Trajet somme toute confortable et sans histoires. Premier arrêt à Lille puis à Amiens, qui a été le point de départ de mon chemin montais.

Pour arriver après 5h30 de route à Rouen pour un montant imbattable de 34€. Comment se fait-il que le rail ne puisse concurrencer ces entreprises privées?

Le clou posé devant la cathédrale qui marque le début du Chemin de Rouen

Je retrouve Rouen qui, cette fois, est animé par une braderie qui sera couronnée ce soir par un concert « rock-trash-musette ».

Dommage, je ne pourrai pas m’y défouler, il y a un chemin qui m’attend.

Derrière votre pèlerin, LE Gros-Horloge, au masculin svp, car il paraît qu’en vieux françois c’était comme ça.

Ensuite je passe à côté de

Une église Sainte Jeanne d’Arc aux formes étonnantes à été érigée sur la place du Marché, à l’endroit exact où la pucelle a subi son supplice à 19 ans.

Vous avez déjà rencontré un boulevard des Français en Belgique ?

Après avoir croisé la rue Saint Jacques, je me retrouve sur les quais de la Seine pour une sortie de ville bien plus sympathique que le chemin tracé pour y entrer.

Je loge à Canteleu, chez Christine.
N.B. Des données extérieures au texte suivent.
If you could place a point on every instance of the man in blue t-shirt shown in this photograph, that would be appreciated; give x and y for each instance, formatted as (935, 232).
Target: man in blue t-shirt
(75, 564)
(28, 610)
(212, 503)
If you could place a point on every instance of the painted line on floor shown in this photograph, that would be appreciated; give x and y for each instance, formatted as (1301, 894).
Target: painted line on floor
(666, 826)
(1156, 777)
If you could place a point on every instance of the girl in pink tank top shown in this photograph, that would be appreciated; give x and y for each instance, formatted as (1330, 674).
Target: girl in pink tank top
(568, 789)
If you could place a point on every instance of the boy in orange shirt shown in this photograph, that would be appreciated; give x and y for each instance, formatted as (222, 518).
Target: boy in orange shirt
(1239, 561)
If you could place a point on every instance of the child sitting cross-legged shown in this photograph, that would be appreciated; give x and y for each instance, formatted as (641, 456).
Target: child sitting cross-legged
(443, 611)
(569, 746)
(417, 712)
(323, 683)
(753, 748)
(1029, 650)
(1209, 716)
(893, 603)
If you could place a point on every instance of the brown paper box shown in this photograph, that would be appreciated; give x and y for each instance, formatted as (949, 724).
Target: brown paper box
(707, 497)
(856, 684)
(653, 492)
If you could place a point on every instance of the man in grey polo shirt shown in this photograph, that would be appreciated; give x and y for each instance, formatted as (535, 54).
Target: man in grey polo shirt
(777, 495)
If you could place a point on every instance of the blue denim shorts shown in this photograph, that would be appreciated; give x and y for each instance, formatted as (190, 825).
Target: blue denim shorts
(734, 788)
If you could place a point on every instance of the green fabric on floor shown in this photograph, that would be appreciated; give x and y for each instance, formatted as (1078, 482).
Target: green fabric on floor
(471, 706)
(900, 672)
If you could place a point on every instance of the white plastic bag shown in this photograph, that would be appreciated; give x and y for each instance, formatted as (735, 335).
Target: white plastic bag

Si mon hôtesse est très souriante, le quartier l’est un peu moins.

8 km

Journal de bord

Le chemin des miquelots

Au moyen-âge, les trois pèlerinages les plus importants étaient ceux de Jérusalem, de Rome et de Compostelle. Le quatrième était celui menant au Mont-Saint-Michel. Je n’ai pas envie de faire le voyage jusqu’en « Terre Sainte », qui malheureusement pour le moment est surtout « Terre de violence ». Je suis déjà jacquet et roumieux. Alors pourquoi-pas tenter le chemin des miquelots ?

En venant de Bruxelles, ou de Linkebeek d’ailleurs, son balisage commence à Amiens, depuis la Somme qui a été l’extrême limite du territoire des Ducs de Normandie. 

En y réfléchissant un peu, le but de ce voyage est particulier. Les autres chemins rejoignent les tombeaux du Christ ou de ses principaux apôtres, Pierre et Paul à Rome, ensuite Jacques, bien sûr, à Compostelle. Alors que celui du Mont, il même au lieu où on vénère un ange. Et même un gradé, un archange. Donc pas de tombeau, pas de châsse, pas de reliques… mais que va-t-on y honorer ? J’aimerais bien percer ce mystère.